Non-hydrolytic condensation reactions are useful for the selective formation of Si–O–Al bonds. Well-defined Al(OSi)₄ sites can be formed through the reaction of silanol groups with alkylaluminum or aluminum chloride in the presence of amines.^9,10 Imaizumi et al. reported the synthesis of zeolite¹¹ and amorphous porous aluminosilicate¹² using a bicyclic aluminosilicate precursor, (PyH⁺)[Al{Ph₂Si(OSiPh₂O)₂}₂]⁻ (PyH⁺ = pyridinium cation). In these reports, however, it is unclear whether the local structure of the Al sites in the precursor was retained in the final products because of the hydrothermal treatment at high pH conditions and/or calcination at a high temperature to cleave the Si–C bonds for intermolecular linking. To overcome these obstacles, the design of building block molecules and the development of methods to construct porous frameworks under milder conditions are essential.

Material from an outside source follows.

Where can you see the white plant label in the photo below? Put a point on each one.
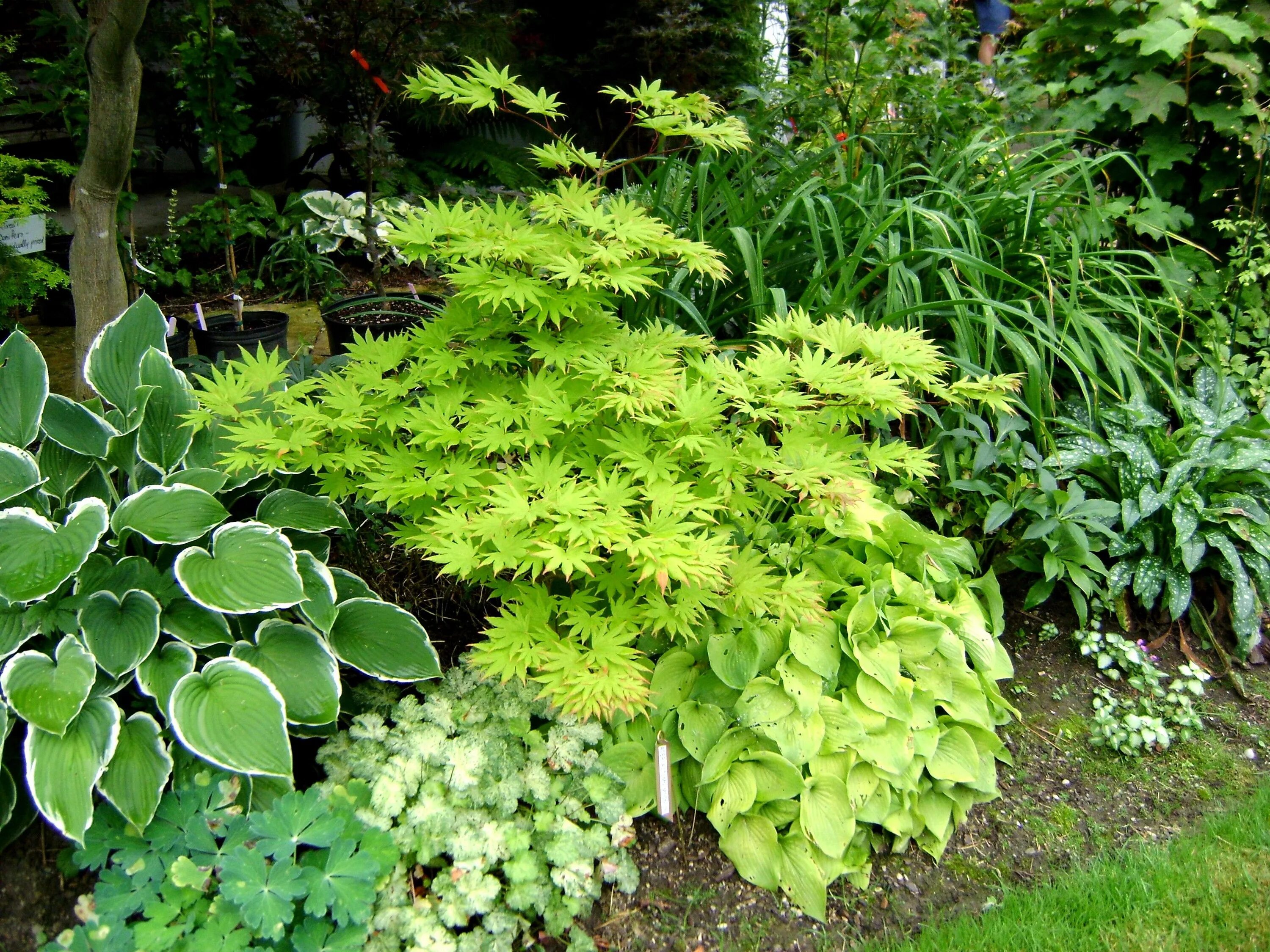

Rigid cage-type siloxane structures, such as double n-membered ring (dnr) structures (n = 4 and 6), are useful building blocks for constructing nanoporous materials with molecularly designed siloxane frameworks.^13–16 Al-incorporated cage siloxanes have attracted attention as precursors of porous aluminosilicate.^17,18 Recently, a d4r-type aluminosilicate compound, TMA₄[Al₄Si₄O₁₂(OH)₈]·13H₂O (TMA = tetramethylammonium cation), was used for the synthesis of an LTA-type zeolite with a Si/Al ratio of 1.¹⁸ However, the formation process is not entirely clear as it still relies on hydrothermal treatment similar to the conventional zeolite synthesis. Additionally, cage-type aluminosilicate compounds available as building blocks are very limited, as compared to Al-free cage-type silicates, making variation of the framework structures difficult.

A promising approach to address the aforementioned issues is the use of cage siloxane building blocks having functional groups that can selectively form Si–O–Al bonds under mild conditions. This makes the formation process clearer, as the bond cleavage that occurs under hydrothermal conditions can be avoided, allowing precise control of the aluminosilicate framework. Recently, Kejik et al. reported the reaction of a trimethyltin-modified d4r siloxane (Si₈O₁₂(OSnMe₃)₈) with a pyridine–trimethylaluminum complex (Py·AlMe₃) at 100 °C to form porous networks with Si–O–Al bonds.¹⁹ The resulting materials were primarily composed of 4-coordinated Al(OSi)₄ sites with some Al(OSi)₃Py and unreacted SiOSnMe₃ groups. The structure of the Al sites was not fully defined due to uncertainty regarding the number of coordinated cages.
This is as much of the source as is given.